With the adjustable Velcro waist tabs completely loosened, the waist was a little big, which was what I expected in the medium. Fortunately, the tabs on the side are easy to cinch down so the waist is snug.
Because the Explorair Tech is a shell, I end up wearing more long underwear layers than usual, and I have come to appreciate having extra room in the waist, plus an easily adjustable system I can work with my mittens on.
Moving down the leg, the area between my hips and knees fits nicely; there isn’t a ton of extra room, but my range of motion never felt restricted while carving or taking long strides on the skin track. The pants start to fan out around the knees and are pretty wide through the cuff.
This might just be me, but I find this “fanning out” effect to be a little awkward. My two previous pants (the Nanga and the Pacer), though baggy, had a more progressive cut down the legs. The Explorair Tech, on the other hand, is tighter around the thigh, then drastically loosens up from the knee down. This doesn’t affect the pant’s performance at all, but the lower half of the legs ends up looking a little bulky.
I knew sizing up would also mean the legs would run a little long, as they had with the Volkl Nanga pant. In that case, it was easy to fold the cuff up so it didn’t get caught in my binding, but I always (rightly) worry about tearing the weaker inner fabric when I do this.
For example, last season, the inner liner of the Nanga pant started to tear after only 30 days or so. So far this season, the Explorair Tech’s material has held up perfectly in this regard (though I will touch on the durability of the cuff later), and, in my opinion, having the extra length is a worthwhile compromise for more a comfortable fit in the waist and legs.

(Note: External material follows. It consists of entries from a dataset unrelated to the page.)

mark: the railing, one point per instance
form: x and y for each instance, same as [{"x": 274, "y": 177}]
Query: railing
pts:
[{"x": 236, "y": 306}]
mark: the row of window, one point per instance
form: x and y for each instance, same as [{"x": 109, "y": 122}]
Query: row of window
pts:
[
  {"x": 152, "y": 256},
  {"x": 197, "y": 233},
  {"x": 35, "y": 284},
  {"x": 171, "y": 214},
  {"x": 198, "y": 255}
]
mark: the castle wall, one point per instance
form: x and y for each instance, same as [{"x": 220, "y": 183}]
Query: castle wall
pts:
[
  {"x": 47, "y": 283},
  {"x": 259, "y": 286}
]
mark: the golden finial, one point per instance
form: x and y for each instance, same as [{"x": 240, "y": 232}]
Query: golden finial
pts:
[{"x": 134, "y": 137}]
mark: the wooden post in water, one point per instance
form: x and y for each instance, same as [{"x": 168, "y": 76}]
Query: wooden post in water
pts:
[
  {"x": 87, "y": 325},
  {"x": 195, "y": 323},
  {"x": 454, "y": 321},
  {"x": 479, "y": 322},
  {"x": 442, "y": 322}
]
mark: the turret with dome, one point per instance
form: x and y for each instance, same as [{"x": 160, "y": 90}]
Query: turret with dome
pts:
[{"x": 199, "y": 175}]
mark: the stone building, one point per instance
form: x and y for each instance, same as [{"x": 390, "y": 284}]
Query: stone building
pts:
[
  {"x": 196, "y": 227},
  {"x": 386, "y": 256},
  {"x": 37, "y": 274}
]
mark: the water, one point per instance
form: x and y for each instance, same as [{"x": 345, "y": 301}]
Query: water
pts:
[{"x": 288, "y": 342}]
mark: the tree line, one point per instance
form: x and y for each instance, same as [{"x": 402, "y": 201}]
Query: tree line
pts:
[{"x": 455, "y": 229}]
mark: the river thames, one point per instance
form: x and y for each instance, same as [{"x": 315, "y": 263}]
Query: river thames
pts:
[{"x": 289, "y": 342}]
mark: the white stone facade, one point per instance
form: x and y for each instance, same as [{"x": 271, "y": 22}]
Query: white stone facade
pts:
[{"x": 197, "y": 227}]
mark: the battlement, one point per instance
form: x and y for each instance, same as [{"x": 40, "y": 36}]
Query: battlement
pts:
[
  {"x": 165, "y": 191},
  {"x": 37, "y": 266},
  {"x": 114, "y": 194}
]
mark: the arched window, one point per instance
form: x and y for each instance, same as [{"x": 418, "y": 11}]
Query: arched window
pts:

The Explorair Tech pant has a simple design with few added features. Because the waist is a little large for me, I have really appreciated the adjustable waist tabs. But if you prefer to wear a belt, there are belt loops, too.
The pant also comes with removable suspenders. I did, in fact, remove them, but the suspender straps are easily adjustable, with a bit of fabric on the back of the suspenders (see photo at the top) to help keep the snow out of your pants on deep days.
My only gripe I have had so far with the pant is the pocket design and placement. There are only two pockets, one on each side of the front, upper thigh. The pockets seem to be located on the one spot that is tightest around my leg, so I can feel it whenever I have something in there.
Both pockets are also quite small, and can really only fit a cell phone or small wallet comfortably. While I like the minimalist design, I think it would be nice to have at least one larger pocket in a less awkward location, either higher up or lower down on the thigh.